Which collar is right for you?
Top trainers discuss the pros and cons of common collars.
Choosing a training collar from the available array is a difficult task for novice owners and canine experts alike. People feel strongly about these tools because there’s such a wide variety. In addition, each individual dog can react in different ways to each tool. To shed light on different collars and training techniques, six experts discuss their training principles and their opinions on different kinds of collars.
Trainers use special tools for unique situations. These tools can provide assistance so the owner can control the dog, communicate with the dog and even speed up the training process. Our experts explained what they believe a truly trained dog is.
Ian Dunbar, Ph.D., M.R.C.V.S.: Training tools are anything used to train a dog: lures, rewards, clickers, treats, leashes, collars, head halters and harnesses, prong collars, and electronic collars.
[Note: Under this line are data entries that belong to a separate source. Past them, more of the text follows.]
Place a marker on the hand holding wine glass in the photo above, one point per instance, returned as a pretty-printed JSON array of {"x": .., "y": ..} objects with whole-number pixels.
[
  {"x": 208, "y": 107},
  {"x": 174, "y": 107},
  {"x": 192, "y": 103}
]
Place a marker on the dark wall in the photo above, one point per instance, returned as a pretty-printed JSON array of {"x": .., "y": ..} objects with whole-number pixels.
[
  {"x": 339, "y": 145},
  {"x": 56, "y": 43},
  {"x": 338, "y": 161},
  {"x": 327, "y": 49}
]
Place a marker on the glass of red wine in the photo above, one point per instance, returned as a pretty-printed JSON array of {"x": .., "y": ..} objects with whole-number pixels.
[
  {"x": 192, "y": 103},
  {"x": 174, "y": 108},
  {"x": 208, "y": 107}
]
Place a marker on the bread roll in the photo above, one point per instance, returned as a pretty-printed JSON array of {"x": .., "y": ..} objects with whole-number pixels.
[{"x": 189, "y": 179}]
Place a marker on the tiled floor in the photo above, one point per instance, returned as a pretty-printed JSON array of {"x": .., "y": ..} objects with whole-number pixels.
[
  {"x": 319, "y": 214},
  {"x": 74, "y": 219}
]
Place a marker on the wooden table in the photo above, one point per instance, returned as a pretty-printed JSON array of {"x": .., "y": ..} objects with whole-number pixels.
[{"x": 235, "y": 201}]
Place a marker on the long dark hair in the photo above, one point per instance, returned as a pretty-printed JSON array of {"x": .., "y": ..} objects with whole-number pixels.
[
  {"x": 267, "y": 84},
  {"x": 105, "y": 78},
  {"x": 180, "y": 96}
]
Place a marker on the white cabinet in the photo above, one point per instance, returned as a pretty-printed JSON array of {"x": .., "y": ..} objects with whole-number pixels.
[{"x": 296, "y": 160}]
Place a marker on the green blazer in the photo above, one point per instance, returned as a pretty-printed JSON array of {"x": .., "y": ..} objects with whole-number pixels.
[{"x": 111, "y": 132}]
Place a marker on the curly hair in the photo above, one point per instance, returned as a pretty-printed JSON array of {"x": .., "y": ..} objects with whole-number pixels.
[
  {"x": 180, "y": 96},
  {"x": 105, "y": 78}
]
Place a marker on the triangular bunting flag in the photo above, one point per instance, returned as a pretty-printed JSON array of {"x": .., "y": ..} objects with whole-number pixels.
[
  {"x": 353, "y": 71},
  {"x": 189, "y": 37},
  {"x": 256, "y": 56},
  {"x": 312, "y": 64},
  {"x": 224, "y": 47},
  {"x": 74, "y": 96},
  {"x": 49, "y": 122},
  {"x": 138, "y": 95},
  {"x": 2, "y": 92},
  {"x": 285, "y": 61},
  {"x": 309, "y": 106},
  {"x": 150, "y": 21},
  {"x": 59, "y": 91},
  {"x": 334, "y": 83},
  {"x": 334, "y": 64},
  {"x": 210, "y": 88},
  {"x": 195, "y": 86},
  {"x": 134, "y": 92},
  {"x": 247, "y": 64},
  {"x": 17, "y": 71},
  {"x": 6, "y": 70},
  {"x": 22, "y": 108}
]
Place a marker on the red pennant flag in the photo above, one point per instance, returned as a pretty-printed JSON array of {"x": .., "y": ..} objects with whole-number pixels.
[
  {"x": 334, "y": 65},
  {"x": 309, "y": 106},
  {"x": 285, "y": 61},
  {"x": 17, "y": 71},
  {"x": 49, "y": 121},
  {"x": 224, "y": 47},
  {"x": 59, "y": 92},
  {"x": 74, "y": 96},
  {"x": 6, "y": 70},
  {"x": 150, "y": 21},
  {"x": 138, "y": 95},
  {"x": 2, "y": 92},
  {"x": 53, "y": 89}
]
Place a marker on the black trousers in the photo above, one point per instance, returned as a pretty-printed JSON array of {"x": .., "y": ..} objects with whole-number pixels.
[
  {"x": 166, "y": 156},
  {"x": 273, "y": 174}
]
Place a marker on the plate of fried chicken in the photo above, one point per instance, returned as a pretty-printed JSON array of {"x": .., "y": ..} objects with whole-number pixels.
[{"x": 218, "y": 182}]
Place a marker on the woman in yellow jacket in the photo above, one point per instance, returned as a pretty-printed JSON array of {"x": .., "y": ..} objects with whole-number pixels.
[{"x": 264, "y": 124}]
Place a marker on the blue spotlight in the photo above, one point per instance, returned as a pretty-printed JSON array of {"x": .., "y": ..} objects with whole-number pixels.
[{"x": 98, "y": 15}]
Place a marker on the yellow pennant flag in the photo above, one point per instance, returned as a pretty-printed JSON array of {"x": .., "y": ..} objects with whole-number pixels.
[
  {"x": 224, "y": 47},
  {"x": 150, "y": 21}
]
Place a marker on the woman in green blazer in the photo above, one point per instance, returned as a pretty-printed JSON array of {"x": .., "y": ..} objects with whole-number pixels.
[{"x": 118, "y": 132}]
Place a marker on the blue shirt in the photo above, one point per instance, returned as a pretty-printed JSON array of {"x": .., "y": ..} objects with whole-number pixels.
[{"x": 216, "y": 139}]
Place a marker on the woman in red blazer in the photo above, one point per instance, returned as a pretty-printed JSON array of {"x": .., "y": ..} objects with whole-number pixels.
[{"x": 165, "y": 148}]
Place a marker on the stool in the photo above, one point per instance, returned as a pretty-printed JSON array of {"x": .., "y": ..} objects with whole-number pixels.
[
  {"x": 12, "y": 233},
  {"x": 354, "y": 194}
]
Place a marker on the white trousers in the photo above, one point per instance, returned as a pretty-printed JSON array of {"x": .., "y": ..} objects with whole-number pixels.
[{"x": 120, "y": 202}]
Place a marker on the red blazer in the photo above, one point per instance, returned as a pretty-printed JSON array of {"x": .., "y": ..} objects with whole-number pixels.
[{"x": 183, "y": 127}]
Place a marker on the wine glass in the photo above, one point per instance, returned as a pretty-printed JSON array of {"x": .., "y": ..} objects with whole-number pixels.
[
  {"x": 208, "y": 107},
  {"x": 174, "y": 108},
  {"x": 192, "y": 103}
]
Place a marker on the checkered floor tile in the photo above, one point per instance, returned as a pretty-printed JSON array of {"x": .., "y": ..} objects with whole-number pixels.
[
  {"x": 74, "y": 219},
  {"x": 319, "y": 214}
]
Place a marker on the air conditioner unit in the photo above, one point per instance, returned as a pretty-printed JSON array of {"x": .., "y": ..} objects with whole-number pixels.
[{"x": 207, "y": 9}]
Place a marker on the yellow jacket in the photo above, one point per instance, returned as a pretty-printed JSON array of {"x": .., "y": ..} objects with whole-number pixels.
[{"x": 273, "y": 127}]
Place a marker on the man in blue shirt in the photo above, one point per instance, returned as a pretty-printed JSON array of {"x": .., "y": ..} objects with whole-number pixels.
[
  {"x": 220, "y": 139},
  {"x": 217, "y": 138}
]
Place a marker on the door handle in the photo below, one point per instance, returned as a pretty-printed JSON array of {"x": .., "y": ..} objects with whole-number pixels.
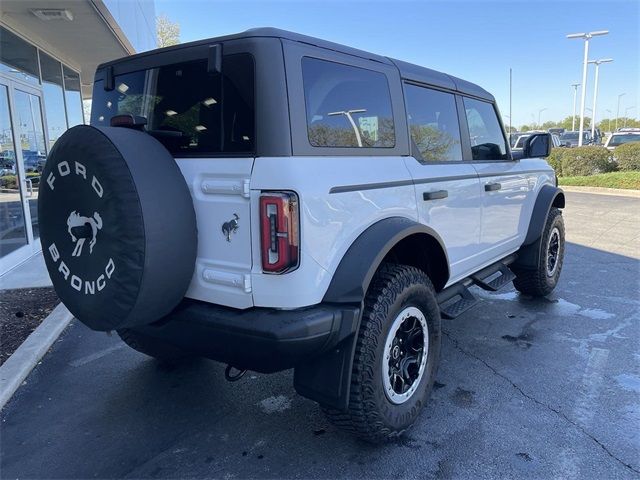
[{"x": 437, "y": 195}]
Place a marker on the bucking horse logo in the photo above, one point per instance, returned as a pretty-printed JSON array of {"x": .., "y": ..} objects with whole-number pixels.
[
  {"x": 81, "y": 228},
  {"x": 230, "y": 227}
]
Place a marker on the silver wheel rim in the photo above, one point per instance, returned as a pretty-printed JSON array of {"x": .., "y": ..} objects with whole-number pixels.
[
  {"x": 405, "y": 355},
  {"x": 553, "y": 252}
]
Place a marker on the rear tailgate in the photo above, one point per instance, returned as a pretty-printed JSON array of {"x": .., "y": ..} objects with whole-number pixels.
[{"x": 220, "y": 191}]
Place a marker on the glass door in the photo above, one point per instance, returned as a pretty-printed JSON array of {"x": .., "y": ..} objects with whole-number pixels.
[
  {"x": 13, "y": 224},
  {"x": 22, "y": 157}
]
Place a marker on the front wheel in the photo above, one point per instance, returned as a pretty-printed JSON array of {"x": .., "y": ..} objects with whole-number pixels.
[
  {"x": 543, "y": 279},
  {"x": 396, "y": 358}
]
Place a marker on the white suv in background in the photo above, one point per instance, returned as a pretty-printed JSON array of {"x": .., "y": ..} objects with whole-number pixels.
[{"x": 275, "y": 201}]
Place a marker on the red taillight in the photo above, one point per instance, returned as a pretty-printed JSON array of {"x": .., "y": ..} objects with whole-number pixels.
[{"x": 279, "y": 233}]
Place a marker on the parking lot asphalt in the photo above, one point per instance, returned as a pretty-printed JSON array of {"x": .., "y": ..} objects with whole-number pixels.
[{"x": 526, "y": 388}]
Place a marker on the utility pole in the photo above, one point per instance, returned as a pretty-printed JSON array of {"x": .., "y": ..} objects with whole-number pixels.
[
  {"x": 595, "y": 91},
  {"x": 618, "y": 109},
  {"x": 575, "y": 94},
  {"x": 586, "y": 37}
]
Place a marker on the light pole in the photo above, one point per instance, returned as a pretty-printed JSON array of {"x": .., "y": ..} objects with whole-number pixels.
[
  {"x": 540, "y": 113},
  {"x": 625, "y": 114},
  {"x": 618, "y": 109},
  {"x": 575, "y": 94},
  {"x": 595, "y": 91},
  {"x": 348, "y": 114},
  {"x": 586, "y": 37}
]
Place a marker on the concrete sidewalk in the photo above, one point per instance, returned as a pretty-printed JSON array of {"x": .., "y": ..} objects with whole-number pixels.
[{"x": 30, "y": 274}]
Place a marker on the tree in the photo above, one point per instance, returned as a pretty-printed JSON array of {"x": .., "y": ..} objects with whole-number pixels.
[{"x": 168, "y": 32}]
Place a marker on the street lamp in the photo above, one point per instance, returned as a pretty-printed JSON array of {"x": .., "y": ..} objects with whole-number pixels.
[
  {"x": 586, "y": 37},
  {"x": 539, "y": 113},
  {"x": 595, "y": 91},
  {"x": 618, "y": 109},
  {"x": 625, "y": 114},
  {"x": 575, "y": 93}
]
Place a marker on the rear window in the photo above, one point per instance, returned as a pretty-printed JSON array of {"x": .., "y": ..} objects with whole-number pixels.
[
  {"x": 347, "y": 106},
  {"x": 190, "y": 111}
]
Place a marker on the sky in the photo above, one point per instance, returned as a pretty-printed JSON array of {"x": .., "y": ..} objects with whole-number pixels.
[{"x": 475, "y": 40}]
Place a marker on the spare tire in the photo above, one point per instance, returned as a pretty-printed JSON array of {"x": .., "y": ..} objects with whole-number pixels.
[{"x": 117, "y": 226}]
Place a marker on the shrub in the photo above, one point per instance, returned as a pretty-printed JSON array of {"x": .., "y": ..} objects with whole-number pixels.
[
  {"x": 589, "y": 160},
  {"x": 555, "y": 160},
  {"x": 628, "y": 156}
]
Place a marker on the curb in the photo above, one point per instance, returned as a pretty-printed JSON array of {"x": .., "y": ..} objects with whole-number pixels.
[
  {"x": 16, "y": 368},
  {"x": 620, "y": 192}
]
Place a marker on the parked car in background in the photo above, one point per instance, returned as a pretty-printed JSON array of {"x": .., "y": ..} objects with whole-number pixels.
[
  {"x": 570, "y": 138},
  {"x": 557, "y": 131},
  {"x": 618, "y": 138}
]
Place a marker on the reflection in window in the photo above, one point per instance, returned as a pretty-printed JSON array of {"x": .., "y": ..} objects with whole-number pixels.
[
  {"x": 346, "y": 106},
  {"x": 73, "y": 97},
  {"x": 487, "y": 138},
  {"x": 187, "y": 109},
  {"x": 13, "y": 232},
  {"x": 433, "y": 122},
  {"x": 53, "y": 97},
  {"x": 18, "y": 58}
]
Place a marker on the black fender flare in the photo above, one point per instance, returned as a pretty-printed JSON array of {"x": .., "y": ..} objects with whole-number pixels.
[
  {"x": 327, "y": 378},
  {"x": 361, "y": 261},
  {"x": 549, "y": 196}
]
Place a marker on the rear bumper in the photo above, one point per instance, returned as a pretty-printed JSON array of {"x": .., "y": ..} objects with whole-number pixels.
[{"x": 260, "y": 339}]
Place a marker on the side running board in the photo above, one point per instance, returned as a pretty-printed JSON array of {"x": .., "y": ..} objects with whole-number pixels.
[{"x": 457, "y": 299}]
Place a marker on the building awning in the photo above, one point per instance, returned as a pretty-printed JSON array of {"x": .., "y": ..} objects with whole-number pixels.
[{"x": 89, "y": 38}]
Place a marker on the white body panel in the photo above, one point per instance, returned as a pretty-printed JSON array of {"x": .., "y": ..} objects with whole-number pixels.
[
  {"x": 476, "y": 227},
  {"x": 220, "y": 190},
  {"x": 329, "y": 222}
]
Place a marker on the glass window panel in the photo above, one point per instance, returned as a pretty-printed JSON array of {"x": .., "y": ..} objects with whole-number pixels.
[
  {"x": 187, "y": 109},
  {"x": 73, "y": 97},
  {"x": 13, "y": 232},
  {"x": 487, "y": 139},
  {"x": 346, "y": 106},
  {"x": 53, "y": 97},
  {"x": 18, "y": 58},
  {"x": 434, "y": 126},
  {"x": 28, "y": 115}
]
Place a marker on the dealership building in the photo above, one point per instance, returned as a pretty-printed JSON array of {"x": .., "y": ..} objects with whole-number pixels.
[{"x": 49, "y": 51}]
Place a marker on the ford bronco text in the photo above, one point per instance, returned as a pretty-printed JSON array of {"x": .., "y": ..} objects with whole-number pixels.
[{"x": 274, "y": 201}]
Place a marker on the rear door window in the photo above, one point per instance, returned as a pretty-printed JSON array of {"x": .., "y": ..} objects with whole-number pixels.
[
  {"x": 487, "y": 139},
  {"x": 433, "y": 124},
  {"x": 187, "y": 109},
  {"x": 347, "y": 106}
]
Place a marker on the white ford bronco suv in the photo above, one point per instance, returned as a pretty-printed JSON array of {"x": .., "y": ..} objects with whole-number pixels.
[{"x": 273, "y": 201}]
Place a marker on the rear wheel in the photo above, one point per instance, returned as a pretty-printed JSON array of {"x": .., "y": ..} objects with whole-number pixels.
[
  {"x": 543, "y": 279},
  {"x": 152, "y": 347},
  {"x": 396, "y": 358}
]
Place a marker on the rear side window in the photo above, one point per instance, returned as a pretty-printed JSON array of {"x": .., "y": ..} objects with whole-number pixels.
[
  {"x": 433, "y": 123},
  {"x": 347, "y": 106},
  {"x": 487, "y": 139},
  {"x": 187, "y": 109}
]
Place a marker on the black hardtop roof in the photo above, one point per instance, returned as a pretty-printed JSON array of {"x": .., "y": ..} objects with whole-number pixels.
[{"x": 407, "y": 70}]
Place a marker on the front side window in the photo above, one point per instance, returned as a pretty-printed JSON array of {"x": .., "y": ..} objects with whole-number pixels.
[
  {"x": 433, "y": 123},
  {"x": 487, "y": 139},
  {"x": 347, "y": 106},
  {"x": 189, "y": 110}
]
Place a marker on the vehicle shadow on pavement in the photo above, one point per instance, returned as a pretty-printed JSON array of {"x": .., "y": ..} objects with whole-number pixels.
[{"x": 526, "y": 387}]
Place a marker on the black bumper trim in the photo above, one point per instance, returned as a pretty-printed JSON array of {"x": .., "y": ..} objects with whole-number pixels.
[{"x": 260, "y": 339}]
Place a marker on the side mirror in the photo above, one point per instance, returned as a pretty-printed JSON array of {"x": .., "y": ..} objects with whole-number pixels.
[{"x": 537, "y": 146}]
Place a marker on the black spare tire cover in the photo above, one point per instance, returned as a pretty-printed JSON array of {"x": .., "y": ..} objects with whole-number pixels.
[{"x": 117, "y": 226}]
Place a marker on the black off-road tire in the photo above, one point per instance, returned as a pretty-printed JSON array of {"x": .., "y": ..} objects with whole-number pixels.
[
  {"x": 152, "y": 347},
  {"x": 371, "y": 415},
  {"x": 538, "y": 282}
]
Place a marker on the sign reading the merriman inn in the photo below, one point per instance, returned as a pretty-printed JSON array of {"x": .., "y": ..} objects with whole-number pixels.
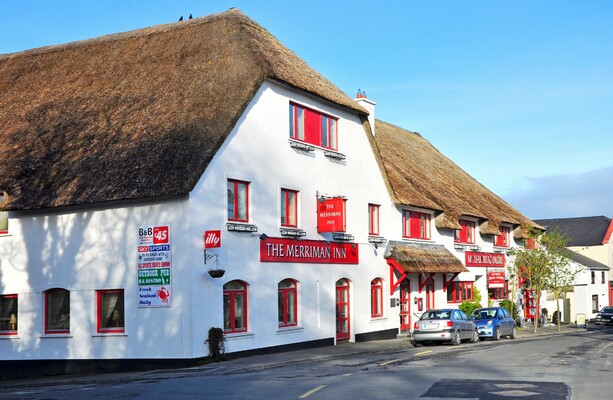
[
  {"x": 307, "y": 251},
  {"x": 474, "y": 259}
]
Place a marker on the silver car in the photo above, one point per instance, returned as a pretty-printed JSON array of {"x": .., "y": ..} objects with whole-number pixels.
[{"x": 448, "y": 325}]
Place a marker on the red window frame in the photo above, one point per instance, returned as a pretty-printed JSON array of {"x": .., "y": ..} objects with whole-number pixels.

The dog cannot be considered trained if the training tool is still being actively used. Training tools should become management tools. A trained dog is a dog under good verbal, off-leash control, even when distracted and at a distance.
Jan Gribble, certified dog trainer: Relying on equipment as management devices causes me great concern. Equipment can fail and such failures run the potential risk of injury or death if the owner does not have control over his dog without that management device. (For example, if a collar breaks and the owner cannot control his dog by voice commands, the dog could dash out in the street and get hit by a car.)